Il Sole 24 Ore fa i conti: nei 16 mesi che separano la Nadef alla base della manovra 2020, la prima della nuova maggioranza giallorossa, dall’ultimo scostamento approvato per finanziare l’ipotetico decreto ristori 5, il governo uscente e il Parlamento hanno approvato in sette occasioni (due per le leggi di bilancio) deficit aggiuntivo per 426,8 miliardi di euro a valere sugli anni dal 2020 al 2026. Se si vuole considerare invece il periodo “coperto” dal Recovery Plan – 2021-2026 – i miliardi di indebitamento netto aggiuntivo rispetto al programma originale sono 302,6.
La cifra supera, e non poco, i 209 miliardi che compongono la quota italiana del Next Generation Eu.

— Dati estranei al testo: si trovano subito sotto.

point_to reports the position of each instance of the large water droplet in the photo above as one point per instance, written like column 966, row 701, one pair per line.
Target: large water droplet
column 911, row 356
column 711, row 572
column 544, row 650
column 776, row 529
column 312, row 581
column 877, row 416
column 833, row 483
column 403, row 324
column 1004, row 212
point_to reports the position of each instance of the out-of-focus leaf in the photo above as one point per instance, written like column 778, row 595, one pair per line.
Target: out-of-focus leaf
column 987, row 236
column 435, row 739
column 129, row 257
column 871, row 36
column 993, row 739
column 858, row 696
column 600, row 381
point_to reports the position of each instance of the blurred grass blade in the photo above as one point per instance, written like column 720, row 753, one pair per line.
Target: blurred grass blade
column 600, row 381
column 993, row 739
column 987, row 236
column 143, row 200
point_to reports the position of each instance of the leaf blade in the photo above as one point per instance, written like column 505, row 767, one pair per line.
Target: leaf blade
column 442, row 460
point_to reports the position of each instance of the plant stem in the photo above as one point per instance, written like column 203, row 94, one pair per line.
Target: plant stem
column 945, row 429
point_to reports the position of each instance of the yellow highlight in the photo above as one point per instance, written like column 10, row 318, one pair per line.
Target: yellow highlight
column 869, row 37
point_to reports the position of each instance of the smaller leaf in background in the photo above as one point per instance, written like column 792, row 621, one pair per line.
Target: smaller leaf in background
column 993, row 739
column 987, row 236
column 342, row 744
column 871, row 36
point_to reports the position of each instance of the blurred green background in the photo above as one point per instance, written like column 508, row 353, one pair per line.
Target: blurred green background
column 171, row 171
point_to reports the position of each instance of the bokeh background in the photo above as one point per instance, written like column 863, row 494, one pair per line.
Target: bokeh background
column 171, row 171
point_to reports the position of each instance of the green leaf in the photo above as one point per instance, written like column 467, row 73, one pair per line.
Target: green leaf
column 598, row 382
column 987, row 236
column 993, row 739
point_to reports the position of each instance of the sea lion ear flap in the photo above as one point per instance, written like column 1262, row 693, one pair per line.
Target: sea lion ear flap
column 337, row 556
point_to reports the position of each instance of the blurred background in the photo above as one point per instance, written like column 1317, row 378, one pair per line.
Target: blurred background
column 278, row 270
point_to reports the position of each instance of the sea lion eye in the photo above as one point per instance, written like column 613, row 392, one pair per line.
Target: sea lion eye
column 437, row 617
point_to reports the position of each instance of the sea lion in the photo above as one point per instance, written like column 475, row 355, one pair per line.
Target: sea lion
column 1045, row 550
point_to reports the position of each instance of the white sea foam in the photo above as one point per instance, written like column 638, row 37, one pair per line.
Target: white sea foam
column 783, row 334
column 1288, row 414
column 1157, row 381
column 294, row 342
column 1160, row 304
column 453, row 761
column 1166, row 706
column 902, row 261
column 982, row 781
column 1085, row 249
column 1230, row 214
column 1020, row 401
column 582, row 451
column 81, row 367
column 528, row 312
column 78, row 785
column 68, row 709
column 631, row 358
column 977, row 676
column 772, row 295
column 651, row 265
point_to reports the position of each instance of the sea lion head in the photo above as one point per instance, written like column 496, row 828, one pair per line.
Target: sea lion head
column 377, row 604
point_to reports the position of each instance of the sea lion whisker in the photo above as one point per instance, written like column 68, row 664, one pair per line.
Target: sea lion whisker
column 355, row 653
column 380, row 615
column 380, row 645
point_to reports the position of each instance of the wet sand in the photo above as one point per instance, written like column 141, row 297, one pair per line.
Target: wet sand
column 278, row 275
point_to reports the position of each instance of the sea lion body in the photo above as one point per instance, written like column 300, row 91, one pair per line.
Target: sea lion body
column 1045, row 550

E complice la caduta del Pil del 2020, pari al -8,8% appena registrato dall’Istat, il debito in rapporto al Prodotto interno lordo è salito di oltre 22 punti arrivando al 157%.
A partire da questi conti, si dovrà riscrivere dunque anche quella bozza di documento del Recovery Plan nelle mani del Parlamento. Il presidente del Consiglio incaricato Mario Draghi ieri ha parlato di «risorse straordinarie dell’Unione europea», da pianificare con «sguardo attento per le giovani generazioni» e con l’obiettivo del «rafforzamento della coesione sociale».
Riscriverlo per Draghi vorrà dire confrontarsi col Parlamento e adeguare quel documento alle raccomandazione della Commissione europea su almeno due punti: indicare obiettivi misurabili degli investimenti finanziati, spiegare bene le riforme che nel testo sono liquidate con parole generiche. Per l’Italia ci sono cinque riforme fondamentali: giustizia, concorrenza, pubblica amministrazione, fisco, mercato del lavoro. E andrà poi definita la governance, che poi è stata la miccia che ha innescato questa crisi di governo infinita.